Con il terzo motivo, il ricorrente lamenta, infine, violazione e falsa applicazione degli artt. 1223, 2697 c.c., sostenendo che la Corte di merito non avrebbe correttamente valutato i profili di colpa medica quanto all’errata diagnosi ed alla conseguente, errata terapia adottata nelle ore immediatamente successive alla lesione subita dal paziente.

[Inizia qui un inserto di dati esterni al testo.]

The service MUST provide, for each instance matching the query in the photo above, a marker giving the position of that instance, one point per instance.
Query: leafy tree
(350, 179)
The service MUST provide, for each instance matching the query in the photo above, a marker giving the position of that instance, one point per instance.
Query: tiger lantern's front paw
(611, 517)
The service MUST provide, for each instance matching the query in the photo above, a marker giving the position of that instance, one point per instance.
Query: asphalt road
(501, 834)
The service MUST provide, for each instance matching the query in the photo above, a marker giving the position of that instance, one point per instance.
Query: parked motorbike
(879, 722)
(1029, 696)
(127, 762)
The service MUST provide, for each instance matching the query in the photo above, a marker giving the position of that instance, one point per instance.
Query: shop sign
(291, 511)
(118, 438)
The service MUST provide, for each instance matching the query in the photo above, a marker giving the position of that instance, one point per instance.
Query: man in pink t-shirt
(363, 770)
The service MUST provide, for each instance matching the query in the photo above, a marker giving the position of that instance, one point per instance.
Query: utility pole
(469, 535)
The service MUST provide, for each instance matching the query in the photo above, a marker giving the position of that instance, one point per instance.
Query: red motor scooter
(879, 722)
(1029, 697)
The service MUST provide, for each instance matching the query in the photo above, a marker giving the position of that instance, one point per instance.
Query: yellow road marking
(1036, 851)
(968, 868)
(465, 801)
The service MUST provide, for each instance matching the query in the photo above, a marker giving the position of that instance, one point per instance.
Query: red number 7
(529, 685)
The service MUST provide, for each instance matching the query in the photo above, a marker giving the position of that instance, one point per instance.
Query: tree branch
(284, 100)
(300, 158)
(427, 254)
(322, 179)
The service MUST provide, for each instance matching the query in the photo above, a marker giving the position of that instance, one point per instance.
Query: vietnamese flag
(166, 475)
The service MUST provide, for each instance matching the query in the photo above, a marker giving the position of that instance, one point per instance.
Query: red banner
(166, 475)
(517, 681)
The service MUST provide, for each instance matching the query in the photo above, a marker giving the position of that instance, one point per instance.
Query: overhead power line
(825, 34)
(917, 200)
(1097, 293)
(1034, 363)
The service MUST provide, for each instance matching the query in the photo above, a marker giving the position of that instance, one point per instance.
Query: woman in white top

Anche questo motivo risulta fondato, per quanto di ragione. il ritardato accertamento della grave lesione cervicale riportata dall’A. (accertamento che, come si legge nella narrativa della sentenza di 2^ grado, tardo’, sotto il profilo della diagnosi e della terapia, al punto “da non potersene seriamente discutere la incongruita’ colpevole”), viene, peraltro, ricondotto, dalla Corte d’appello, ad una “mancanza (o meglio, insufficienza) della prova del nesso di causalita’ tra la colpevole omissione da ritardo dei medici e l’evento dannoso” (folio 21 della sentenza). L’affermazione si pone, peraltro, ancora una volta in insanabile contraddizione con le risultanze della seconda consulenza, la quale, con precipuo riferimento tema della rilevanza probabilistica dell’incidenza causale del comportamento medico sull’evento, afferma invece che tale rilevanza era ben predicabile con riferimento “all’assistenza successiva, in quanto il ritardo di formulazione del sospetto di una lesione cervicale grave puo’ anch’esso, oggettivamente, aver prolungato il periodo di compressione ischemica midollare”, di talche’ “anche questo secondo concorso” (al pari del trasporto del paziente) “viene ritenuto probabile”, pur se sulla base di “considerazioni logiche, in carenza di elementi di prova diretti” (la perizia si concludera’, pertanto, nel senso della prospettazione “in chiave probabilistica, di un concorso di parte convenuta nel produrre il maggior danno”). In proposito, la sentenza della Corte d’appello si limita a riportarsi alla motivazione adottata dal tribunale (del tutto erronea in punto di diritto, secondo la prevalente giurisprudenza di questa Corte: per tutte, Cass. 12103/2000) secondo il quale “dovendosi ritenere aperta ogni possibilita’, non puo’ escludersi che la lesione midollare si fosse gia’ interamente verificata al momento della caduta”, cosi’ confondendo, del tutto illegittimamente, la necessita’ di una prova certa dell’esistenza di un probabile nesso causale con l’esigenza di una prova certa del nesso causale stesso, e discorrendo, inopinatamente, di ipotesi alternative residuali soltanto possibili. Il ricorso va, conclusivamente accolto, con la cassazione dell’impugnata sentenza, e la causa rinviata, anche per le spese del giudizio di Cassazione, alla corte d’appello di Roma, che fara’ applicazione dei principi di diritto sopra enunciati.
P. Q. M.
La Corte accoglie il ricorso, cassa e rinvia, anche per le spese del giudizio di Cassazione, alla Corte d’appello di Roma.